I am a ‘stick with it’ type of person when it comes to book reading and will not give up easily. That stubborn trait was rewarded when reading this novel about Michelangelo. The book is certainly wide ranging, covering the whole of his life from his childhood to his death. During that time the main dilemma Michelangelo faced was the same one, the chance of discovery, that someone might betray his feelings for the young men he surrounded himself with. It was a theme that reoccurred again and again, but in the end this is an enjoyable romp around the art and sex life of the great Renaissance artist.

The premise of the novel is that the great artist was too fond of some of his male apprentices and later in his life fell passionately in love with a young nobleman, Tommaso de Cavaliori. While attempting to espouse the theories of new Platonism about the admiration of beauty bringing a person closer to God, both men ‘fall off the wagon’ a couple of times and give in to their physical needs.
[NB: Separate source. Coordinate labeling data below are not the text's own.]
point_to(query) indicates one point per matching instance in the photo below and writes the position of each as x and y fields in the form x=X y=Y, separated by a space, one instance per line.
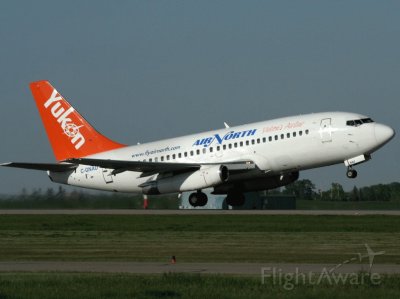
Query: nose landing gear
x=351 y=173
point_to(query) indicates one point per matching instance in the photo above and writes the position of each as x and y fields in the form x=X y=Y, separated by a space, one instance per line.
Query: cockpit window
x=359 y=122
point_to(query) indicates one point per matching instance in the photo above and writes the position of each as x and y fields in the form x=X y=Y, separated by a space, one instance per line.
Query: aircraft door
x=326 y=130
x=107 y=175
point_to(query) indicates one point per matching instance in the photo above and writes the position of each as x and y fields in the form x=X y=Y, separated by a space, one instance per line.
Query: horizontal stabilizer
x=42 y=166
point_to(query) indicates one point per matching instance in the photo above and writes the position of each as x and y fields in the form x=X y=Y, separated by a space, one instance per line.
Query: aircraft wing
x=150 y=168
x=56 y=167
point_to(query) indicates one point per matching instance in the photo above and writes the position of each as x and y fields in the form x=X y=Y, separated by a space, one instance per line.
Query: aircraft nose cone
x=383 y=133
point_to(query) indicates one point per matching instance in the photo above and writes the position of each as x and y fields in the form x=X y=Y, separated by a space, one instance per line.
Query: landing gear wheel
x=198 y=199
x=235 y=198
x=351 y=173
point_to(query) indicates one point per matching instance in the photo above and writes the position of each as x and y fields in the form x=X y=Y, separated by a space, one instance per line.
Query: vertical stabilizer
x=70 y=135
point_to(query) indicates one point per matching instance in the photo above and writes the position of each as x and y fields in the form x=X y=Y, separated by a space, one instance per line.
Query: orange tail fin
x=70 y=135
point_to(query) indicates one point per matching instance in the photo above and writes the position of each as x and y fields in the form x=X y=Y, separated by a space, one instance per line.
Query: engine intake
x=205 y=177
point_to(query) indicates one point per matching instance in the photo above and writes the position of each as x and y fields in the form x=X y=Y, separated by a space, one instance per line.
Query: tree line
x=305 y=189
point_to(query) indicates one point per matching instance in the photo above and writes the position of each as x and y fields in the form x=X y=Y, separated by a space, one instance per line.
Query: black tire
x=235 y=199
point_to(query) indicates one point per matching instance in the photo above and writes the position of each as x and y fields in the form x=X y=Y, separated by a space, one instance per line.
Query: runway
x=200 y=212
x=209 y=268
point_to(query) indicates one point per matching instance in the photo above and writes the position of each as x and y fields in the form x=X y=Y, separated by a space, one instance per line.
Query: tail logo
x=61 y=115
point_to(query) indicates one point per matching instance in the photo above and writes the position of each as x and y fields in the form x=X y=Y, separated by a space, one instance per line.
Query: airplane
x=233 y=160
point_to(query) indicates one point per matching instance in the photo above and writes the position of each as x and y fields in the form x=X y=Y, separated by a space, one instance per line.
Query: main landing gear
x=235 y=198
x=351 y=173
x=198 y=199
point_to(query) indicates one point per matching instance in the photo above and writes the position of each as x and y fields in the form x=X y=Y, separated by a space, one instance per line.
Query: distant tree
x=337 y=192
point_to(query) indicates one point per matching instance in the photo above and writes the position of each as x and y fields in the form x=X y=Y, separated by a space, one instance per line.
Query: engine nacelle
x=259 y=184
x=203 y=178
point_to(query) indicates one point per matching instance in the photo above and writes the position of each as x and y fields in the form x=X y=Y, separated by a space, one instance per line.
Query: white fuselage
x=276 y=147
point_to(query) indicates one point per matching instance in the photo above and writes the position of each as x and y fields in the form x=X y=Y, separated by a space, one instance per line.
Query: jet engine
x=203 y=178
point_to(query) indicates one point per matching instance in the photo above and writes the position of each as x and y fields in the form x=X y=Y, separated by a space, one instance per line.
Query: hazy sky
x=146 y=70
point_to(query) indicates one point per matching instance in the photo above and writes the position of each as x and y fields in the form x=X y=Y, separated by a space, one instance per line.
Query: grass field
x=70 y=285
x=197 y=238
x=346 y=205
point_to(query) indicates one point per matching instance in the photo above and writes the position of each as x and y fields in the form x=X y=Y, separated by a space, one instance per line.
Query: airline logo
x=61 y=115
x=220 y=139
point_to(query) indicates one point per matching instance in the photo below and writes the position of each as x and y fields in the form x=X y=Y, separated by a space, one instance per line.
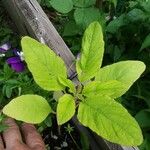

At the same time Michelangelo writes letters and poems to his younger lover and uses him repeatedly as a model in his drawings and paintings. It must have been obvious what was going on to those around the great man, so the question just becomes will anyone within the church do anything about it?

Much of the book covers the time when Michelangelo was painting of The Last Judgement behind the alter of the Sistine Chapel, in which a host of naked male figures are represented. The naked art, as well as rumours of amoral behaviour, bring Michelangelo into conflict with a number of cardinals who try to censure his work. Thankfully a series of Popes are more enlightened, and allow the great man to continue to focus on his art. Some of the most enjoyable aspects of the novel were the descriptions of the painting of The Last Judgement, and I was forced into Google to explore some of the great painting. As Michelangelo paints sinners and saints, giving some the features of friends and enemies, the reader is more and more intrigued about how this will look when finished. It is hard to give the sense of scale and perspective on the printed page, let alone how this was all achieved by candlelight.

Another successful aspect of the book was the way it reflects the turmoil of the times. Michelangelo lived into his late 80s and during his lifetime King Henry VIII in England broke away from the Catholic church, causing turmoil across Europe. One gets a sense of this struggle within the church through characters such as Reginald Pole, who was a Catholic cardinal exiled from England and living in Rome.